<h1 align="center">Di-COT</h1>
<h2 align="center">
Divide and Contrast:<br>
Learning Robust Temporal Features without Augmentation
</h2>


This repository contains the official Pytorch implementation of the "[**Divide and Contrast (Di-COT)**]", an unsupervised framework that avoids data augmentation and multiple encoder passes by contrasting informative substructures within a window rather than individual timesteps.

![Di-COT](./visuals/DiCOT.png?raw=true "Title")

## Data


To use **Di-COT** and the baseline models, you will need access to relevant time-series datasets. The following datasets are used in this repository:

For the Large benchmark datasets, we use the preprocessed dataset from the [**Series2Vec**](https://github.com/Navidfoumani/Series2Vec) repository for the PAMAP2, WISDM2, SLEEP and SKODA datasets. 

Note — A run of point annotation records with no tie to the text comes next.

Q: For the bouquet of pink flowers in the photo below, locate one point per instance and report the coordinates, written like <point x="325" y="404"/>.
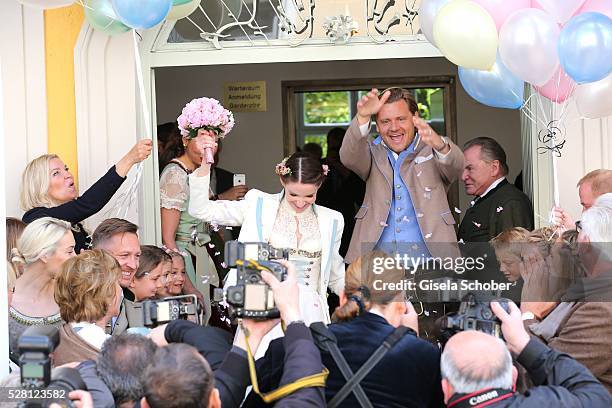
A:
<point x="208" y="114"/>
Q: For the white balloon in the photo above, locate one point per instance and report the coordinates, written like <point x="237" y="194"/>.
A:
<point x="528" y="45"/>
<point x="427" y="14"/>
<point x="183" y="10"/>
<point x="46" y="4"/>
<point x="594" y="99"/>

- [**HARTH**](https://archive.ics.uci.edu/dataset/779/harth): This is a human activity recognition (HAR) dataset that contains recordings from 22 participants, each wearing two 3-axial Axivity AX3 accelerometers for approximately 2 hours in a free-living setting at a sampling rate of 50Hz.

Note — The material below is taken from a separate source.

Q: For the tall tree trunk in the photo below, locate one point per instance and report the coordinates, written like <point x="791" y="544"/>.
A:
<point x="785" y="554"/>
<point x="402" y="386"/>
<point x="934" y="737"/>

- [**ECG**](https://physionet.org/content/afdb/1.0.0/): We use the MIT-BIH Atrial Fibrillation dataset, which includes 25 long-term electrocardiogram (ECG) recordings of human subjects with atrial fibrillation, each with a duration of 10 hours.


For the UCR and UEA benchmarks, you can download them from the [**official website**](https://www.timeseriesclassification.com/).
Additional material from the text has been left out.